Estranhos à Porta: Uma Noite que Mudou Tudo
— Quem é? — perguntei, com a voz trémula, enquanto olhava pelo óculo da porta. Do outro lado, uma mulher de meia-idade, com o cabelo molhado pela chuva, segurava uma criança ao colo. Atrás dela, um homem franzino batia com força na madeira, impaciente.
— Por favor, abra! — insistiu a mulher, os olhos suplicantes fixos na minha porta. — Este apartamento é nosso! O senhorio disse que podíamos entrar hoje!
O meu coração disparou. O relógio marcava quase onze da noite. Eu estava sozinha, enrolada numa manta no sofá, a ver um filme para tentar esquecer o dia difícil no escritório de advogados onde trabalho. Nunca imaginei que aquela noite se transformaria num pesadelo.

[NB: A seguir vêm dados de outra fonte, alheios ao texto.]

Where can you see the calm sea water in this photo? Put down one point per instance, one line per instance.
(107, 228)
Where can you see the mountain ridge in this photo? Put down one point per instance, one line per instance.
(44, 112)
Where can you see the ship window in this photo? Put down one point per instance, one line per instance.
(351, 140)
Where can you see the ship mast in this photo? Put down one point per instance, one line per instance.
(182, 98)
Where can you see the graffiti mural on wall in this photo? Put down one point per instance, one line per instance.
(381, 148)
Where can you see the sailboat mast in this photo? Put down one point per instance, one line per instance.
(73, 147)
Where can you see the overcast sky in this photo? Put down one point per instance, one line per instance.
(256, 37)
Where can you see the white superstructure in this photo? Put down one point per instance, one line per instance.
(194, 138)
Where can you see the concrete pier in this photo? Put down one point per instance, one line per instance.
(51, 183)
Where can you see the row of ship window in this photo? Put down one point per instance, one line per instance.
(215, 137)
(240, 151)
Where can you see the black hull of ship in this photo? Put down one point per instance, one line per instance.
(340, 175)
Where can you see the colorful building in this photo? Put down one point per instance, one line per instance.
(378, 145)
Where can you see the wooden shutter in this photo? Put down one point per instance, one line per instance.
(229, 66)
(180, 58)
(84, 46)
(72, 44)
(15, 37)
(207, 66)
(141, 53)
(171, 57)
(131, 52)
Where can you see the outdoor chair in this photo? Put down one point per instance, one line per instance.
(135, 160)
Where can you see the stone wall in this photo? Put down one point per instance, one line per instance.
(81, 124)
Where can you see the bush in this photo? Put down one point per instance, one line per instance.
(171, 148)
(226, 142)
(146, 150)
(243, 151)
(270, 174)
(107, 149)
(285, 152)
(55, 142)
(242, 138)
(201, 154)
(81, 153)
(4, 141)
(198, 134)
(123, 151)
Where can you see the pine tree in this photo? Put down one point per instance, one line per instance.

Respirei fundo e tentei manter a calma. — Desculpe, mas este apartamento está arrendado por mim há quase um ano. Não recebi qualquer aviso do senhorio sobre visitas ou mudanças.
O homem aproximou-se ainda mais da porta. — Chamo-me António. Falei com o senhor Manuel esta manhã. Ele garantiu-me que o apartamento estava livre e que podíamos mudar-nos hoje. Temos as malas lá em baixo! — A voz dele tremia entre raiva e desespero.
Senti um nó no estômago. O senhor Manuel era o meu senhorio, um homem idoso que raramente atendia o telefone e que, nos últimos meses, se mostrava cada vez mais esquivo quanto ao contrato de renovação. Lembrei-me das mensagens não respondidas e das promessas vagas: “Depois falamos disso, menina Sofia”.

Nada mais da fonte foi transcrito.